Introduction to LLM Context Window Extension
LLMs like GPT-3 have shown exceptional ability in generating coherent and contextually relevant text. However, their capability is inherently constrained by the size of their context window – the amount of text they can consider at any given time. While LLMs are typically pre-trained on a fixed size, real-world applications often require processing much longer texts. This research focuses on overcoming the context window size limitation in LLMs, which is crucial for tasks that demand a broader understanding of context, such as summarizing long documents or maintaining lengthy conversations.
Rotary Position Embedding (RoPE)
A critical aspect of the current generation of LLMs is position encoding, which helps the models understand the order of words. Rotary Position Embedding (RoPE) is a popular method for encoding positional information in state-of-the-art LLMs. It encodes positions into the input embeddings through a rotational transformation in the complex plane. This strategy allows the models to maintain the relative order of words or tokens, an essential factor for generating coherent outputs.

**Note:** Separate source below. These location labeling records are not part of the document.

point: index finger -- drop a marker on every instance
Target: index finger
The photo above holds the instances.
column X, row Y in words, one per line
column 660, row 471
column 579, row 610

Extending the Context Window
Previous efforts to extend context window sizes of LLMs have been resource-intensive and lack comprehensive comparative analysis. In this work, the researchers present a novel method to extend LLMs' context window beyond the pre-trained limit by adjusting RoPE's base frequency and scaling attention logits, thereby enabling LLMs to adapt to larger context windows more efficiently. They focus on maintaining attention entropy, a measure of the randomness in the distribution of attention scores. The method, termed 'entropy-aware ABF', extends the context window with remarkable efficiency: using only 100 samples and six training steps, it enhanced the window of the model LLaMA-2-7B-Chat to 16,384 tokens. This approach outperforms existing methods across different window sizes and on various context-demanding tasks.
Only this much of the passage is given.